The story of Jose Mourinho’s job security (or lack thereof) at Stamford Bridge has become one of the predominant themes of the 2015/16 Premier League season. On top of an endless onslaught of news stories about the possibility that he might be sacked, Mourinho has been trashed by former Chelsea stars in the lead up to the Blues’ Round 16 clash against surprise league leaders Leicester City.
In particular, ex-Blues striker Adrian Mutu, now playing his trade in the Indian Super League with Pune City, had some pretty harsh words, describing Mourinho as someone who’s been a good coach in the past but is “a fake” as a person, and possibly “finished” as an effective coach. Mutu further added that Mourinho only looked after himself, and had no consideration for how his players were feeling and thinking, and said that they could not go and talk to him.
It’s not exactly the type of language a major English club or coach wants to hear, and given the rumours swirling about the discontent among players at the Bridge (Eden Hazard and Diego Costa to name a couple), and it’s only served to darken the clouds hanging over the Special One.
But this isn’t an issue that’s come about solely because of the disapproval of fans or former players. The core issue is Chelsea’s performance, and that’s the most damning detail for Mourinho. In many pundits’ preseason title predictions for the EPL, Chelsea were selected as pretty clear favourites along with Man City. And that was on the basis that they were returning the bulk of a squad that won an impressive domestic title just last spring. Indeed, in 2014/15 the Blues were not just the class of English football but one of the better clubs in Europe. And at the time it seemed as if the roster was set up for a sustainable run of at least a few years at a similar level.

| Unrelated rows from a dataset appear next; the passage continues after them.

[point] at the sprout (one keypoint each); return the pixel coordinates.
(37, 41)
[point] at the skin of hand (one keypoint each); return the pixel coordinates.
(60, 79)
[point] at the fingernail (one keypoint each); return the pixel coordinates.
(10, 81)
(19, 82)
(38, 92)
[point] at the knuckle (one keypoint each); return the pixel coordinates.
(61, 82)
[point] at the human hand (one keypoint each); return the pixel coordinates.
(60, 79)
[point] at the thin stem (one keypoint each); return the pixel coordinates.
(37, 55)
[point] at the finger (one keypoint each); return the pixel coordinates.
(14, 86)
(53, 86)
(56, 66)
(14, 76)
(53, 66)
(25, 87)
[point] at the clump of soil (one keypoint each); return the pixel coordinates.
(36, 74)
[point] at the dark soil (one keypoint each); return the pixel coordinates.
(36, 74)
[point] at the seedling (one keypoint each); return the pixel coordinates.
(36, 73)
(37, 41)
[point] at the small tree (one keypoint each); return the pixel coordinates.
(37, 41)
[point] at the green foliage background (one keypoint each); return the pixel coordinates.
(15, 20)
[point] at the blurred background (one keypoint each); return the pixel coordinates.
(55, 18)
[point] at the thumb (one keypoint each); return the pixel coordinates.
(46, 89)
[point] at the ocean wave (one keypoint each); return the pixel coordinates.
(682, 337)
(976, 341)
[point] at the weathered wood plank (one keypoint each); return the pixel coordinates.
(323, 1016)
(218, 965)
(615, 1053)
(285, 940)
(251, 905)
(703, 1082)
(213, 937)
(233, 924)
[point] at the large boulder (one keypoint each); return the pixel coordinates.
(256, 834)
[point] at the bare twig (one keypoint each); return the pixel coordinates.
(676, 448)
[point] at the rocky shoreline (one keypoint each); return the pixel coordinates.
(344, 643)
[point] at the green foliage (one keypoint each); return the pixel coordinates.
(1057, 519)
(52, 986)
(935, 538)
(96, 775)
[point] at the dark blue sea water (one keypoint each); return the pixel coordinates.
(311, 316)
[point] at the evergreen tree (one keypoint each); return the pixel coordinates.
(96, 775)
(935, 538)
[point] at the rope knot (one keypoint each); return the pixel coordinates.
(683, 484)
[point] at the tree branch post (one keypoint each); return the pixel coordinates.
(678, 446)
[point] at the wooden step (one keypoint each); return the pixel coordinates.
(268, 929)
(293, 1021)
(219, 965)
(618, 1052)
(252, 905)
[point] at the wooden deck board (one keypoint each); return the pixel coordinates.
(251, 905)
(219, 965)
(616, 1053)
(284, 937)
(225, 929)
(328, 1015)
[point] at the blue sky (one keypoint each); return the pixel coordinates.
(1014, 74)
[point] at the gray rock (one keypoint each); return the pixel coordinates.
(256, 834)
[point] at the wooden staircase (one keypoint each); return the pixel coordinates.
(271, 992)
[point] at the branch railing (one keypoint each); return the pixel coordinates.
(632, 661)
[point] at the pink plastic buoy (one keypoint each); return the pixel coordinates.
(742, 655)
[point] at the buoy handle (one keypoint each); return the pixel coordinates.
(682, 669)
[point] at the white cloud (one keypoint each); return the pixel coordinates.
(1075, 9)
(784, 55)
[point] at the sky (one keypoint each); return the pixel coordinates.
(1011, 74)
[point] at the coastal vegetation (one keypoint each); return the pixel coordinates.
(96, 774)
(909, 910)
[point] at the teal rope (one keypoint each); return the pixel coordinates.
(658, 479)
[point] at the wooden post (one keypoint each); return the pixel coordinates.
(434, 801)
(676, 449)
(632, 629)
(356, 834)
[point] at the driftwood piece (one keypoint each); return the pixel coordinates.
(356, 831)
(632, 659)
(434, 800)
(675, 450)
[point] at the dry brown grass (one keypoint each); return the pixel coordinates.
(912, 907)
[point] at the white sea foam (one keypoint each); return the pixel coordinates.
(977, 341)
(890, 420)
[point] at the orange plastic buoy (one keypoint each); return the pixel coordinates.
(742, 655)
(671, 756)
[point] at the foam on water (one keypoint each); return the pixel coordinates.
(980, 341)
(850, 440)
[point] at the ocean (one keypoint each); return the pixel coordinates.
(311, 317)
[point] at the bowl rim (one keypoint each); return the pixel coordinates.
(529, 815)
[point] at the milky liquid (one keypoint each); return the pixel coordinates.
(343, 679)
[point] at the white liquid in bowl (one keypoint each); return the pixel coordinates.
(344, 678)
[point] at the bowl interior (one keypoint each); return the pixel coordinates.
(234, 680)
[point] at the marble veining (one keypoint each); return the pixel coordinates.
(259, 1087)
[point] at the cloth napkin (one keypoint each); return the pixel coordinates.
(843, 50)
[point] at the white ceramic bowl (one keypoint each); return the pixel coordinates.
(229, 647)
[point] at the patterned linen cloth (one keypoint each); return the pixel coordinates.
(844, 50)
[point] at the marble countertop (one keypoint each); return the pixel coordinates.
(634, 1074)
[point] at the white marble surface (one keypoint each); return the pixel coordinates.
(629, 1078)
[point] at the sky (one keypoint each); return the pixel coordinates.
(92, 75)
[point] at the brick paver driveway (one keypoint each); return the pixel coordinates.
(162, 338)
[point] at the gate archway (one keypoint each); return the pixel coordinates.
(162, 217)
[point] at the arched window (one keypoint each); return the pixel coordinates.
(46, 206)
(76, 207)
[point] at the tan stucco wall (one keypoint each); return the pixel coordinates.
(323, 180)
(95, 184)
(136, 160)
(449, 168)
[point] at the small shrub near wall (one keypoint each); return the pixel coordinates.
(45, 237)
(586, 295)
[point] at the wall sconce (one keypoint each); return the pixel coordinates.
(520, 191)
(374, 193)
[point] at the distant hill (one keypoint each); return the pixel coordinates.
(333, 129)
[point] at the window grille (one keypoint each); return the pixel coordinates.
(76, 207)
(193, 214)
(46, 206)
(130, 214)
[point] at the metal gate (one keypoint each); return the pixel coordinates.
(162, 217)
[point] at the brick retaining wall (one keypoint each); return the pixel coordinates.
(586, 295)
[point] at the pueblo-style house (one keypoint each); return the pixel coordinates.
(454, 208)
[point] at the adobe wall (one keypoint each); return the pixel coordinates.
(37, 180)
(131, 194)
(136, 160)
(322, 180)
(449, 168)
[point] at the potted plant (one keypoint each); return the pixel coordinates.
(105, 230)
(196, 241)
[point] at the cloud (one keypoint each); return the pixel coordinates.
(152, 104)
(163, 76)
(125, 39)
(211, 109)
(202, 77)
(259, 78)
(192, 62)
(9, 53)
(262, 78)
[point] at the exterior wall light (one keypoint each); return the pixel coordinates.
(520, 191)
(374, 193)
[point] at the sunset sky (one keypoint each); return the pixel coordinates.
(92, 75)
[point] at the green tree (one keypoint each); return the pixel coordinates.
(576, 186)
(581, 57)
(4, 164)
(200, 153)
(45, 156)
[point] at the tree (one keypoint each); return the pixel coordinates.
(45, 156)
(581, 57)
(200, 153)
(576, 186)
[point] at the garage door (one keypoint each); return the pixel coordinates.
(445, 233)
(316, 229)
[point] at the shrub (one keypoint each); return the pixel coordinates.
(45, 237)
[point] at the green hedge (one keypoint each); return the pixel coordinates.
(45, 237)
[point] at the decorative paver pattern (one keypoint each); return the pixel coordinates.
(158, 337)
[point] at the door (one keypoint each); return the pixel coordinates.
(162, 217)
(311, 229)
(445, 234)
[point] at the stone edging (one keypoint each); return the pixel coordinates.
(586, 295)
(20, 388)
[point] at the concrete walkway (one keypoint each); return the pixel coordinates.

But that’s all history now, of course. From the very beginning of the 2015/16 campaign, Chelsea have looked like a mess. As the team keep missing opportunities to turn the season around, it’s become clearer that there might not be a light at the end of the tunnel. Things were so bad early on that calls for Mourinho’s sacking began all the way back in October, with the coach insisting he wasn’t worried about his job security. But since October, things have only gotten worse.
After wrapping up a dreadful October with a 1-3 loss to Liverpool at Stamford Bridge, Chelsea have managed just one win in the league through November and December thus far, with losses to Bournemouth and Stoke City—neither of whom are top-10 teams. Chelsea did at least manage to advance to the Round of 16 in Champions League play, but fans aren’t exactly holding their breath for a deep run in the UCL.
And now Mourinho finds himself in a tricky spot heading into the middle of December. Roman Abramovich has been known for axing managers swiftly, but has decided to give Mourinho a slightly longer rope, or so it seems. Chelsea will travel to Leicester City on Monday, December 14th, less than a month after Mourinho said Leicester City would not contend for the championship. In fairness to Mourinho, he said it in the context of commending the club on its play in the early going. However, it still takes quite an ego to say a team at the top of the tables can’t contend while he’s in the midst of an absolute disaster of a season. On top of that, Mourinho’s job may finally be on the line. . There have been rumours to that effect for what feels like Chelsea’s last five or six fixtures, but if the Blues are embarrassed by the top team in the league (Chelsea are already SEVENTEEN points behind the Foxes), it may be the end for Mourinho.
And at this point, it feels like that might be the best thing for Chelsea.